O deputado estadual Jocelito Canto (PTB), apesar de não saber exatamente quais contas terão que ser explicadas, é favorável à Emenda. O parlamentar não entende por que a proposta está causando dúvidas entre os deputados. “Não tem por que ser contra uma medida tão básica como essa”, diz. Rossoni concorda. “É um direito da população o acesso às informações sobre os gastos dos deputados e os representantes do povo não podem omitir esses dados”, analisa.
Transparência municipal
Os poderes da esfera pública municipal – Legislativo e Executivo representados pelos Vereadores e Prefeito - também não fazem detalhamento dos gastos. Segundo o presidente da Câmara, João Cláudio Derosso (PSDB), há um balanço quadrimestral divulgado em audiência pública. “Os relatórios ficam na Câmara, disponíveis para a população durante os três meses seguintes à audiência. Depois disso, permanecem no site da câmara, liberados para consulta”, informa.
A vereadora Josete da Silva (PT) tem conhecimento da forma como é feita a prestação de contas, mas a considera insuficiente. “A divulgação é muito genérica, ficando restrita àquilo que a Lei de Responsabilidade Fiscal determina”, afirma. A divulgação dos totais gastos em cada gabinete acontece, mas não a discriminação dos valores específicos de cada compra. Josete esclarece que esse detalhamento consta apenas no relatório encaminhado ao TCE e não se torna público.
Os gastos, segundo a vereadora Roseli Isidoro (PT), não são disponibilizados nem para os próprios vereadores. “Encaminhamos recentemente um pedido de esclarecimento sobre a não divulgação, mas não obtivemos resposta”, diz. Ela acredita que a publicação dos gastos públicos deveria ser uma iniciativa espontânea dos poderes. “Se existe uma diretoria financeira calculando as despesas, não haveria necessidade de criar uma lei com essa finalidade”, completa a vereadora.

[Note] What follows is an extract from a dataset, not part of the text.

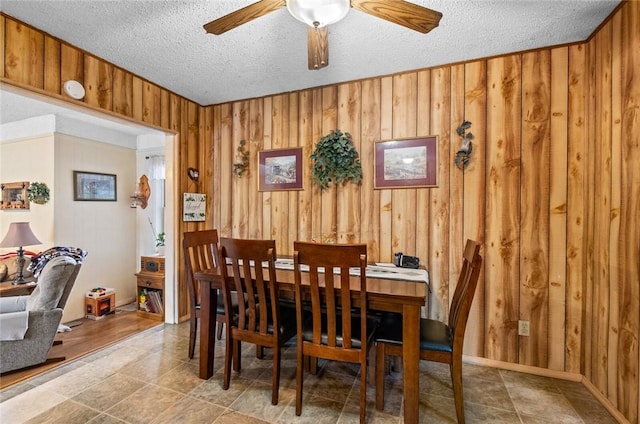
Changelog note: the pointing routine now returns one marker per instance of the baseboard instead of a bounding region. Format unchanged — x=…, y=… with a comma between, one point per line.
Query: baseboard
x=544, y=372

Prefeitura divulga, mas não detalha
A prefeitura de Curitiba possui espaço em seu site divulgando as contas, mas o problema é o mesmo que ocorre em todos os outros órgãos: a falta de detalhamento. No demonstrativo da despesa com pessoal, por exemplo, não há informações sobre nomes ou quantidade de empregados. Além disso, as informações disponíveis são de difícil compreensão para leigos.
A assessoria de imprensa da Prefeitura declarou que a divulgação de seus gastos obedece ao que exige a Lei de Responsabilidade Fiscal. Mesmo assim, admite que os relatórios têm pouco detalhamento e são de difícil compreensão. Informou que, por isso, a Secretaria Municipal de Finanças estuda uma nova forma de organizar esses dados de modo que fique mais compreensível à população.